Pero hay otra contaminación que sería atinado comenzar a controlar, sobre todo ahora que se supone que la serie sobre Chernobyl disparará la llegada de turistas. Se trata de la banalización de la tragedia.
A metros de la frontera de exclusión un puesto disfrazado de oficina de información en realidad es una tienda de suvenires: remeras con el símbolo de la radiactividad y la inscripción Chernobyl, o con una calavera que dice peligro, trajes que simulan protectores, máscaras y demás amenities.
Existen tentaciones que deberían apartarse definitivamente. Fotos sueltas pero alineadas en el pasillo de una escuela, una muñeca en el alféizar de una ventana del tercer piso de un edificio en ruinas perfectamente visible desde el exterior, el cuadrito de un abuelo, una máscara antigás apoyada sobre una pequeña silla de un jardín… Todo eso 33 años después.

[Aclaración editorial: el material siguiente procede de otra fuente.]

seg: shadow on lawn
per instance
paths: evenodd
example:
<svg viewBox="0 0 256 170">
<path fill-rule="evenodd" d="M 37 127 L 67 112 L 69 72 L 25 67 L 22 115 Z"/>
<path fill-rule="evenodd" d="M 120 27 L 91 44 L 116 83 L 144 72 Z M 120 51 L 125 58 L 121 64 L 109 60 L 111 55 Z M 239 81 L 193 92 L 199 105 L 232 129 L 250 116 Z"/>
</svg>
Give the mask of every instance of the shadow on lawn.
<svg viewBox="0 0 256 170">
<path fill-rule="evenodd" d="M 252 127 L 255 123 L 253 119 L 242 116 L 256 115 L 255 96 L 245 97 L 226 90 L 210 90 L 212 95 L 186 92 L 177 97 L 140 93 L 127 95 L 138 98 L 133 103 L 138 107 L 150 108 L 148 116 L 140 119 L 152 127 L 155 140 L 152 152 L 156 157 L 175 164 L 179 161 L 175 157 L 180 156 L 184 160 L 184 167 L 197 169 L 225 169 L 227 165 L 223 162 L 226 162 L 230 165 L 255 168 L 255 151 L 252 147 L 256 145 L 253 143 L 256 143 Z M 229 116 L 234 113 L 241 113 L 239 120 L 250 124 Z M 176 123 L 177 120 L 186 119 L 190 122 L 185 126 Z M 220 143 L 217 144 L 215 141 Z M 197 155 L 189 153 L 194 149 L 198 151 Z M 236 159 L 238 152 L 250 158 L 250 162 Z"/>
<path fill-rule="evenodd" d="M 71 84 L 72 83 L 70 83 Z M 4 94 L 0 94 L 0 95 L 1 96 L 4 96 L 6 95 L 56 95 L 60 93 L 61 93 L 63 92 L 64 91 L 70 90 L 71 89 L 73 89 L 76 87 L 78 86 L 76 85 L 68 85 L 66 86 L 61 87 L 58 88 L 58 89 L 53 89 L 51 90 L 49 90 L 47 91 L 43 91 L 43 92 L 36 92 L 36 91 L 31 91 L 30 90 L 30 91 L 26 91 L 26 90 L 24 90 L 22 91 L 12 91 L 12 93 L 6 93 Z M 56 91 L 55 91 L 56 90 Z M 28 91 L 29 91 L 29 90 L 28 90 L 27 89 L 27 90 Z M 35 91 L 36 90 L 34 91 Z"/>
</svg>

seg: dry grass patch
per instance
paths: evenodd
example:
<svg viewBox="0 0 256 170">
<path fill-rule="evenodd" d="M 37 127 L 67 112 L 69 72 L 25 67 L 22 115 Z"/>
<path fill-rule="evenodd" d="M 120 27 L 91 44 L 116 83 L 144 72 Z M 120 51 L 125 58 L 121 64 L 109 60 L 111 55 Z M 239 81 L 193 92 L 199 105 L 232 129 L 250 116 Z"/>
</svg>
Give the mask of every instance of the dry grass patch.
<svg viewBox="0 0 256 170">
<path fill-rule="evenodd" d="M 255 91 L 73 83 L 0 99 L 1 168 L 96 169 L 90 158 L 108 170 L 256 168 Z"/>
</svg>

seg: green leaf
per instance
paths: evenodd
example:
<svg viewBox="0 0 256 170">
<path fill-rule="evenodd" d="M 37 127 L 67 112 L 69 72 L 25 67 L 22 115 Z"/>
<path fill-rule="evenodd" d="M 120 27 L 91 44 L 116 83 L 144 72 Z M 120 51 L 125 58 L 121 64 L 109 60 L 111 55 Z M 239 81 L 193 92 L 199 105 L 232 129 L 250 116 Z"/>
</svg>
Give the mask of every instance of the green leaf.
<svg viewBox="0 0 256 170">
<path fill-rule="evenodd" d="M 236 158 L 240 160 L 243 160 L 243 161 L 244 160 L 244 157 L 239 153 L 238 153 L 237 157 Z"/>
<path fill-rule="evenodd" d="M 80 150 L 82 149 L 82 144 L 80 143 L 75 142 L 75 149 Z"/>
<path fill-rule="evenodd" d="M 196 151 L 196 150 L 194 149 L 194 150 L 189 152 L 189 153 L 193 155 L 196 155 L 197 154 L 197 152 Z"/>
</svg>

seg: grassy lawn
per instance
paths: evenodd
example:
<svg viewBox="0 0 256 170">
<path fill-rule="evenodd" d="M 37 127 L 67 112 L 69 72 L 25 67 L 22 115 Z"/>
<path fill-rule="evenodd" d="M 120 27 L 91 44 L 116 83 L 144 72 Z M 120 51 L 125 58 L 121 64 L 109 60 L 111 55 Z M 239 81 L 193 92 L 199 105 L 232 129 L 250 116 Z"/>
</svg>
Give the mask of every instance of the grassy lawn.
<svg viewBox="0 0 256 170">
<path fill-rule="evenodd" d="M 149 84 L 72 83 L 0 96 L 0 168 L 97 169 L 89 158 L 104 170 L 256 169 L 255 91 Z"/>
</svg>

No hay necesidad de dramatizar la escena. Ya lo que hay, una gran ciudad abandonada, no necesita maquillarse. El boom turístico que se avecina puede alentar esas falsedades.
La tragedia pasada y la latente tampoco amaina la estupidez de quienes se sacan selfies en poses estrafalarias, simulan acciones de la vida cotidiana en medio de la devastación, tocan todo, se suben a los autitos chocadores y si pueden se llevan algún recuerdo.
El turismo genera recursos. Y también depreda. Chernobyl encendió una nueva manera de mirar al mundo y sus habitantes. Los científicos idolatrados se convirtieron repentinamente en demonios. El Estado protector en encubridor de una mentira. La racionalidad en fatalismo. La condición humana en un misterio.